I’ll start by explaining what antagonistic muscles are.


Every muscle group is paired with another muscle group, and they always move together.


Whenever one muscle group is lengthening or protracting, the other is shortening or contracting.


For example, the chest and back are a pair of antagonistic muscles.


During a barbell bench press, the chest stretches at the bottom when the bar is on your chest, and contracts at the top when you arms are locked out.


The back does the exact opposite.


The muscles of the back are shortened at the bottom end of a bench press, and are stretched when you push the bar up towards the ceiling.


In antagonistic pairs, the muscles are always doing opposing movements to each other.


Other examples of antagonistic pairs would include:


  1. The biceps and triceps

  2. The quads and hamstrings

  3. Abs and spinal erectors

  4. Calves and tibialis anterior (the muscle next to your shins)

  5. Glutes and hip flexors


This kind of superset works well like the upper/lower supersets because the two muscle groups in the superset are never going to be actively resisting weight together.


There is never a time when the biceps and the triceps would be resisting weight during the same movement, and so they won't tire each other out too much during their individual exercises.


This kind of superset is a great way to achieve more total workout volume in a shorter time period, without compromising your workout performance all that much.
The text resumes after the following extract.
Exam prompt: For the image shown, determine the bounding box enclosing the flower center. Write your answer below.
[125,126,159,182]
In fact, if you choose to do this superset with two isolation exercises such as the bicep curl and the tricep extension, it actually won't cause all that much extra fatigue at all.


So any time you're doing an upper body workout or a full body workout and you're short on time, you can always remember that antagonistic muscle supersets are a great way to get more workout volume in without causing too much fatigue.


Are Supersets More Effective Than Regular Training?


The answer to this question is going to depend on your goals and what you're trying to achieve through your workout, as well as your individual situation and circumstances.


For example, if you're a person that's always pressed for time and doesn't usually have more than 75 minutes or to so to commit into the gym, then it's going to be a pretty good idea to include supersets into your workouts often.


Very lean and muscular man building muscle in his arms by doing cable tricep pushdown superset.

Otherwise, you might find it hard to achieve adequate workout volume throughout the week without going over time and running late for your other commitments.


Related: how much training volume do we really need each week?


However, if your main priority is to build strength/muscle or you really care about your performance in the gym, then supersets aren't actually going to be a good addition to your workouts.


You might've grasped this concept already earlier, but supersets often cause a slight drop in your training performance due to a lack of a rest period between your sets.


This effect is amplified if you pick exercises that are more taxing on the body (generally free weight compound exercises), or you superset two exercises that both work the same muscle (more muscle fatigue).


Related: the 7 best tips to managing fatigue in the gym.


And with goals such as strength and muscle gain, your training performance really does matter.


In order to gain strength, you have to lift heavy. It's a skill.


And as with any skill in life, the only way to get better at it is going to be to practise it.


However, if you're constantly supersetting during your workouts and not giving yourself a chance to rest, you're going to find it very tough to train at the intensity you intend to.


You might be stuck to lifting well below your one-rep max for only 2-3 reps, when you know you should be able to lift much more.


You're still training hard, but you're not training as much for strength anymore.


Because the truth is, you have to lift heavy.


Group fitness class do deadlifts and avoids doing superset for strength gain.

And it doesn't matter what else you've done leading up to that set, if you're not able to lift heavy you're not going to build as much strength as you like.


Over the course of several months and years, this is likely going to lead to A LOT of strength gains that you've missed out on due to supersetting too often.


What If I'm Short on Time But Still Want to Gain Strength?


Now if you're short on time but you still want to gain strength, then this is where things start to get tricky.


You'll either have to superset and cause your training performance to drop, or cut your workout short.


Right?


Technically, yes. You'd have to choose between those two options.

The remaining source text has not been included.